14.03.2017, 15:21 Uhr

Befragung läuft Psychisch kranker Mann droht in Sparkasse mit angeblicher Bombe in seinem Rollstuhl

Foto: BRK/LeitnerFoto: BRK/Leitner

Der Täter ist bereits in Polizeigewahrsam und wird befragt.

BAYERISCH GMAIN +++UPDATE+++ 15.52 Uhr

Soeben wurde Entwarnung gegeben, an dem genannten Rollstuhl befinden sich keinerlei Sprengmittel - so die Feststellung unserer Experten der Technischen Sondergruppe des BLKA. Der geräumte Bereich wird soeben wieder frei gegeben, die Bewohner können zurückkehren.

+++UPDATE+++ 15.45 Uhr

Die Räumung des Bereiches – etwa 300 Meter Umkreis – ist abgeschlossen, mit einem Roborter wurde der Rollstuhl untersucht und bisher keine Auffälligkeiten festgestellt.
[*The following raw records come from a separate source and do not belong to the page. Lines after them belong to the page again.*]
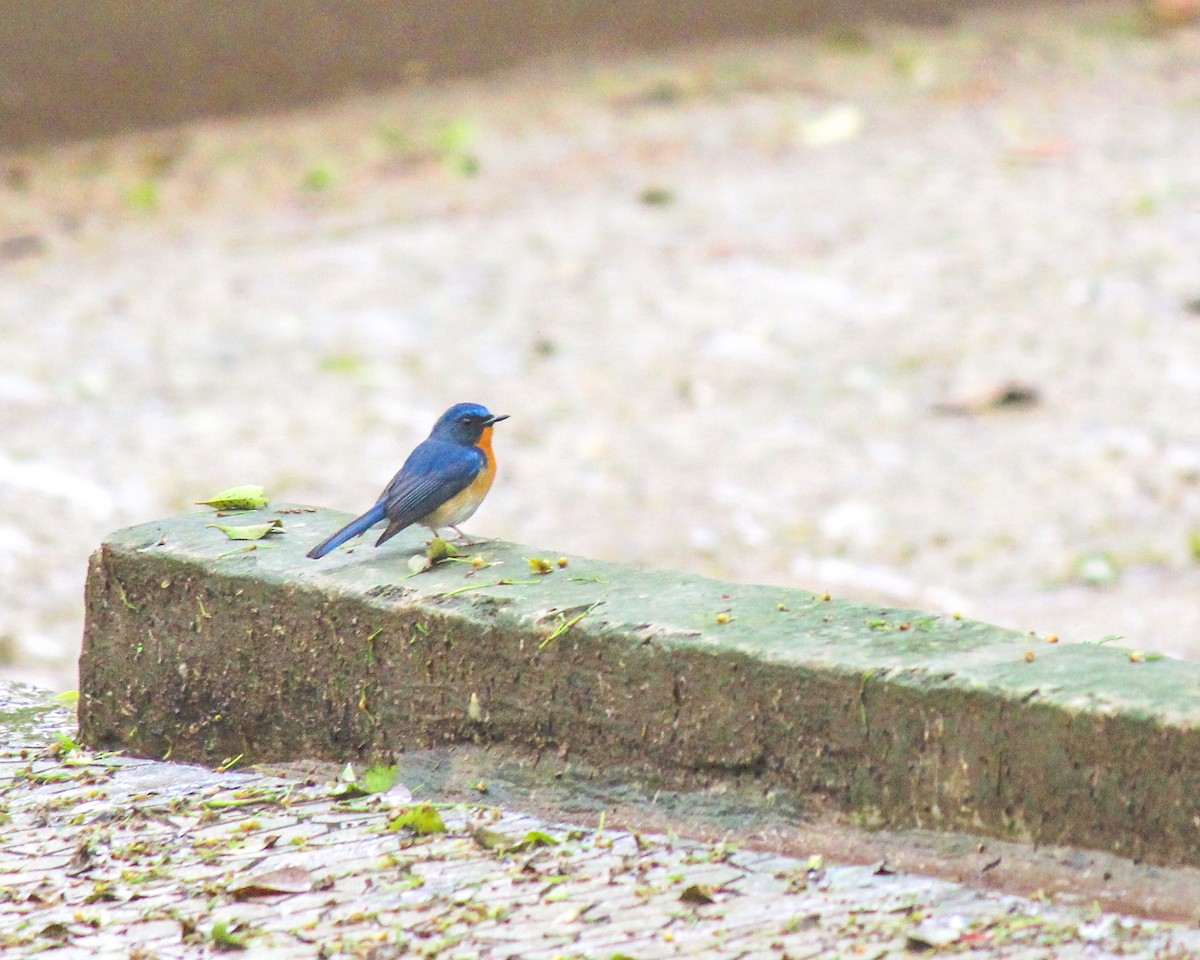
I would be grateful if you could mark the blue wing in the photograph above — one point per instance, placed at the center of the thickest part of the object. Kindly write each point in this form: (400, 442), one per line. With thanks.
(433, 473)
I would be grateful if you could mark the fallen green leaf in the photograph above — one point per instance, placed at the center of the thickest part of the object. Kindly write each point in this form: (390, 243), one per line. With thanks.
(251, 531)
(420, 820)
(225, 939)
(441, 550)
(238, 498)
(381, 779)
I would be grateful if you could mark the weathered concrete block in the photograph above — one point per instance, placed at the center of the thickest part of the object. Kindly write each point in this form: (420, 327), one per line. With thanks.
(201, 649)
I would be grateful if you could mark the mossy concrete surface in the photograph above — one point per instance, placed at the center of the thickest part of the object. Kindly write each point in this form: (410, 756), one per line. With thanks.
(202, 648)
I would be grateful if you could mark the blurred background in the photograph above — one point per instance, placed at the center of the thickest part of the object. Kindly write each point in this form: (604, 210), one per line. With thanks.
(897, 301)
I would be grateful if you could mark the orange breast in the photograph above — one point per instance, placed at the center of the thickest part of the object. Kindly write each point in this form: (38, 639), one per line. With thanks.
(462, 505)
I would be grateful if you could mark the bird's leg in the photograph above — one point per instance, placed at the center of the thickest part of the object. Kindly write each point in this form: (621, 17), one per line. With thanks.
(467, 540)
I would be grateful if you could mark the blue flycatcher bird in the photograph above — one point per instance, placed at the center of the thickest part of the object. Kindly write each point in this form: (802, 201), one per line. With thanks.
(442, 484)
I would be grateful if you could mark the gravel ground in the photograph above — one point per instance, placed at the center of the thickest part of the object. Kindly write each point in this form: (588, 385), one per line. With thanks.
(748, 307)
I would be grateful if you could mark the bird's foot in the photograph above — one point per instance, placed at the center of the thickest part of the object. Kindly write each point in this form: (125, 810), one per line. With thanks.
(467, 540)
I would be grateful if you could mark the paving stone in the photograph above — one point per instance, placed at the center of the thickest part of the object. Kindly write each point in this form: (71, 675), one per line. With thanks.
(457, 897)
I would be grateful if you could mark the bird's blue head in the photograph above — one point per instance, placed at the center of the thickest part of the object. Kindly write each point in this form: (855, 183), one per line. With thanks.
(465, 423)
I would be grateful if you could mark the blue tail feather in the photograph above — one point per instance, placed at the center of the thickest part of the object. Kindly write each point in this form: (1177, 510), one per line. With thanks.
(353, 528)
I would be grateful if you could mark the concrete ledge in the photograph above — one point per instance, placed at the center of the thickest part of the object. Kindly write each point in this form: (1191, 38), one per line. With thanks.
(201, 651)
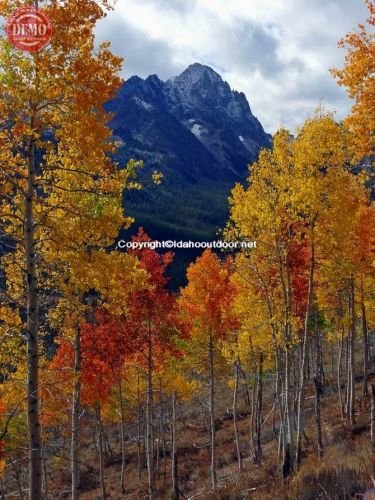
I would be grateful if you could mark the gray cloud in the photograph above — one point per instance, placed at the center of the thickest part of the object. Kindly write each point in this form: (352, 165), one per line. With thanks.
(278, 53)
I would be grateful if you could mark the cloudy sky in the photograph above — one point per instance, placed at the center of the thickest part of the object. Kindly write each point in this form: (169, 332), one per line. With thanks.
(276, 51)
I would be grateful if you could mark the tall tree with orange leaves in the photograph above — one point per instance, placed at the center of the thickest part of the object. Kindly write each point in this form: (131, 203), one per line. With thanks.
(61, 193)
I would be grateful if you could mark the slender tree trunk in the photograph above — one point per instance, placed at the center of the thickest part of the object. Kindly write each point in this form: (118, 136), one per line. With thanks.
(44, 469)
(18, 481)
(33, 424)
(288, 463)
(258, 413)
(301, 391)
(76, 404)
(212, 412)
(139, 467)
(101, 451)
(318, 391)
(365, 345)
(236, 435)
(352, 347)
(175, 485)
(122, 434)
(341, 345)
(149, 420)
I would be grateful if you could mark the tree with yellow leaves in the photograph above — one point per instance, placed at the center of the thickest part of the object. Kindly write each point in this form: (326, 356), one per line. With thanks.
(357, 75)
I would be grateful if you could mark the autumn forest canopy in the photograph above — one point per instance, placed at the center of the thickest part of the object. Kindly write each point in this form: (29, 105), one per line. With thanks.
(246, 381)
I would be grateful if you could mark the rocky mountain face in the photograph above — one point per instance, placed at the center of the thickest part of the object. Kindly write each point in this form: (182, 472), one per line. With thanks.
(200, 134)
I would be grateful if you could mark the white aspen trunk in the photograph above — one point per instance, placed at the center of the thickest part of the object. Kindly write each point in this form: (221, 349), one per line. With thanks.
(101, 452)
(149, 420)
(212, 412)
(175, 485)
(76, 404)
(301, 391)
(33, 424)
(236, 435)
(122, 434)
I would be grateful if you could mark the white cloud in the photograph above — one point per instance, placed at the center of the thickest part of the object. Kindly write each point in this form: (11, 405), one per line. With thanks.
(278, 52)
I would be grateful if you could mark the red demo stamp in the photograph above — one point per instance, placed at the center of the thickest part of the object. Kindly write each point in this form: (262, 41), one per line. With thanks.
(29, 29)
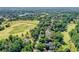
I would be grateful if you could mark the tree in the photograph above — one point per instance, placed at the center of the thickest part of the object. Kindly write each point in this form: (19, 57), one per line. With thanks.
(8, 25)
(2, 27)
(40, 46)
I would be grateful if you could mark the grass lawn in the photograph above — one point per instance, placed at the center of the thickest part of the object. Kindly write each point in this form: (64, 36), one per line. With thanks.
(67, 38)
(18, 27)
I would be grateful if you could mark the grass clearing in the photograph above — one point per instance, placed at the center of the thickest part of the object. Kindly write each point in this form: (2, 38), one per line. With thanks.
(18, 27)
(67, 38)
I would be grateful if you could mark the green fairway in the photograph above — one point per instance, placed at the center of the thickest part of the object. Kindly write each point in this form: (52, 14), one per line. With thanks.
(67, 38)
(18, 27)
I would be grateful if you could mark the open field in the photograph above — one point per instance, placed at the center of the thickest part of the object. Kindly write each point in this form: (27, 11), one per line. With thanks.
(18, 27)
(67, 38)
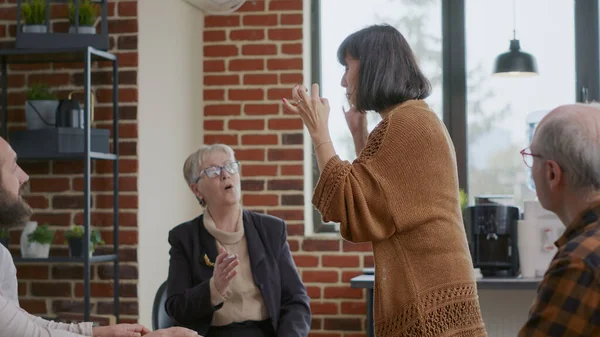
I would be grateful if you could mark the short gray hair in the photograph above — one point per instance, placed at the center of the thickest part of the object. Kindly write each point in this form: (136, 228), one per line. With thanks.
(574, 145)
(192, 164)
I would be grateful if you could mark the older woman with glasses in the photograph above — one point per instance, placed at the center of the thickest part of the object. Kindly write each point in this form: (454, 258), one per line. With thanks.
(231, 272)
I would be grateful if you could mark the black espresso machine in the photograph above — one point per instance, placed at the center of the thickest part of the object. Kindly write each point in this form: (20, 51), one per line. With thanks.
(492, 234)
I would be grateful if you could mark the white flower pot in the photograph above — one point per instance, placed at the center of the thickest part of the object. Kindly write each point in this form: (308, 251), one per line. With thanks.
(83, 30)
(35, 250)
(35, 29)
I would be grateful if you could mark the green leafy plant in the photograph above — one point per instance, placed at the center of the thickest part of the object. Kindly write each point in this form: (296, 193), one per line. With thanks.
(40, 92)
(77, 233)
(34, 12)
(88, 13)
(41, 235)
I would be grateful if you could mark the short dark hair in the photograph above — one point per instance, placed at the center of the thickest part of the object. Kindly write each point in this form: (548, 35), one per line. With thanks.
(388, 73)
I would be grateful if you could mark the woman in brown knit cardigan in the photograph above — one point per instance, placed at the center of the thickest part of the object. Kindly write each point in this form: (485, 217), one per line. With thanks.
(401, 193)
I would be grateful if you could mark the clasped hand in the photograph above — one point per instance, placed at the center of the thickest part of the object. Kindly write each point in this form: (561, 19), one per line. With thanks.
(313, 110)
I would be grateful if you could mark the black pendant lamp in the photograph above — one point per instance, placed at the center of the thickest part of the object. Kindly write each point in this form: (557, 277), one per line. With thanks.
(515, 62)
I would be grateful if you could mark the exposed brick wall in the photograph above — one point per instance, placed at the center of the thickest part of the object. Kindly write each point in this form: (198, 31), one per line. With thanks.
(56, 187)
(252, 59)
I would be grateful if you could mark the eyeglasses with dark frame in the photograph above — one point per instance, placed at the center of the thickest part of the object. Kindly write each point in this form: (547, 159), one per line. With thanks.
(232, 167)
(528, 156)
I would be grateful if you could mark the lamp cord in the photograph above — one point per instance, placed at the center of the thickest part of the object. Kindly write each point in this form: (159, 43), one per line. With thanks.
(514, 21)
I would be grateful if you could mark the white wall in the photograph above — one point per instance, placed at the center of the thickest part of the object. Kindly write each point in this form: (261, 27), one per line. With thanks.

Nun wird eine entsprechend geschütze Person der Technischen Sondergruppe an den Rollstuhl herantreten und weitere Untersuchungen vornehmen.

Seit Dienstagvormittag um 10 Uhr hält ein ortsansässiger, offenbar psychisch kranker Mann Polizei, Rotes Kreuz und Feuerwehr in Atem, der in der Bayerisch Gmainer Bankfiliale eine fünfstellige Geldsumme gefordert und eine Bombendrohung ausgesprochen hatte. Der unmittelbare Bereich um das Gebäude, darunter auch die Grundschule, wurden abgesperrt und evakuiert; nun klärt die Polizei mit Spezialisten der Technischen Sondergruppe (TSG) ab, ob wie behauptet tatsächlich in seinem Rollstuhl in der Bank eine Bombe verbaut ist – dazu fährt ein Roboter in die Bank. Der Täter ist bereits in Polizeigewahrsam und wird befragt.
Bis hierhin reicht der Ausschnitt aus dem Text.